The antitumor effect of the toll-like receptor 3 ligand polyinosinic-cytidylic acid as an adjuvant.

Abstract

Although polyinosinic-polycytidylic acid (poly(I:C)) has been applied in tumor immunity as a Toll-like receptor 3 (TLR3) ligand, the interaction between poly(I:C) and TLR3 is still unclear, as are the mechanisms underlying the antitumor effect of poly(I:C). Our aim was to investigate the interaction between poly(I:C) and TLR3, as well as the mechanisms underlying the antitumor effect of poly(I:C). NK92 cells were maintained in medium (untreated group), or medium containing E7(44-62) (E7 group) or E7(44-62)+poly(I:C) (poly(I:C)/E7 group), and we measured the expression of TLR3 mRNA, p-p65, and IκB-α protein. The cells were first incubated in medium alone or medium containing TLR3 monoclonal antibody, and then in medium containing poly(I:C)/E7. Finally, we measured the level of interferon-beta (INF-β) in the supernatant and determined the tumor cell-killing effect of the NK92 cells. At 1 h, the expression of TLR3 mRNA in the poly(I:C)/E7 group was markedly higher than that in the untreated and E7 groups (P < 0.05).
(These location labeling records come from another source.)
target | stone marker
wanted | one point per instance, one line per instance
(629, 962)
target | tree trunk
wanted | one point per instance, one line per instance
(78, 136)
When compared with the poly(I:C)/E7 group, the expression of IκB-α was dramatically increased in the E7 and untreated groups, and the expression of p-p65 was dramatically decreased in the E7 and untreated groups (all P < 0.05). At 24 h, INF-β content and tumor cell-killing activity in the poly(I:C)/E7 group were markedly higher than those in the untreated group (P < 0.001, <0.05, respectively). Treatment with TLR3 monoclonal antibody significantly inhibited poly(I:C)/E7-induced INF-β secretion and tumor cell-killing activity in NK92 cells (P < 0.001, <0.05, respectively). The interaction between poly(I:C) and TLR3 plays an important role in the antitumor immunity of NK92 cells. In addition, the interaction between poly(I:C) and TLR3 increases INF-β expression, which may be attributed to the activation of NFκB.